Em cada túmulo, cada lápide e uma família que visita cemitérios de Campo Grande há histórias de dor ou saudade por lembrar de alguém. O Dia de Finados, nesta quinta-feira (2), reúne milhares de pessoas em lembranças. Uma das visitantes é Lorena Aparecida Cano dos Santos, hoje com 30 anos, que era um bebê quando teve a mãe assassinada pelo próprio pai. Ela relembra a dor de não crescer ao lado da mãe biológica, sepultada no Cemitério Cruzeiro.

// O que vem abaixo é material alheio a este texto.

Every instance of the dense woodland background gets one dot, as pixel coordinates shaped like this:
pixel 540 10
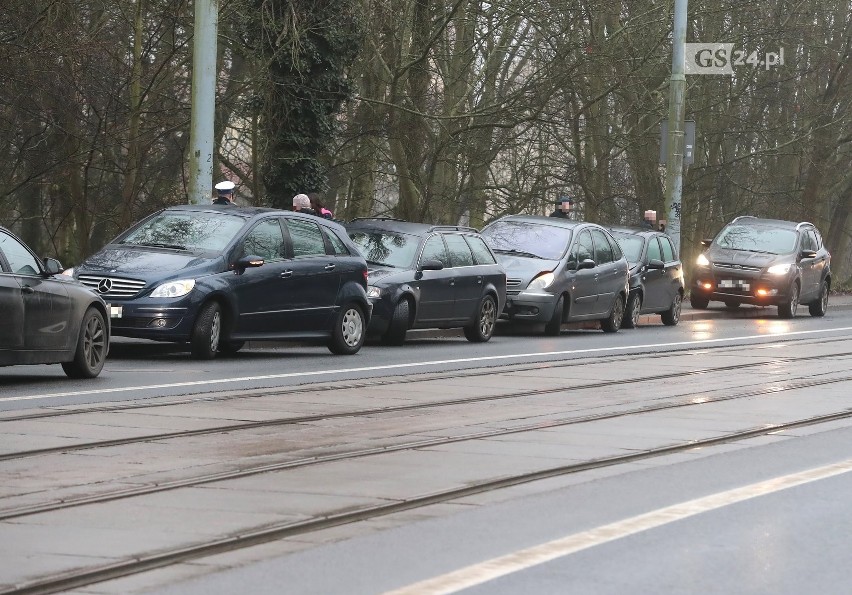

Não há como evitar que as lágrimas escorram pelo rosto quando fala das mães, a biológica e de criação, ambas falecidas. Lorena tinha dois anos quando o pai disparou contra a mãe e depois tirou a própria vida, em Batayporã. Vizinhos que ouviram os disparos avisaram a polícia, e uma equipe encontrou a menina na cama, próximo aos corpos. Ele chegou a ser socorrido, mas morreu após uma semana internado.

A história está marcada na pequena cidade interiorana de Mato Grosso do Sul. O pai biológico era um militar conhecido na região, tinha histórico de ciúme. Ele foi sepultado na cidade, enquanto a mãe na Capital por conta dos parentes que moram aqui.

Lorena tem apenas uma foto em família (Madu Livramento, Jornal Midiamax)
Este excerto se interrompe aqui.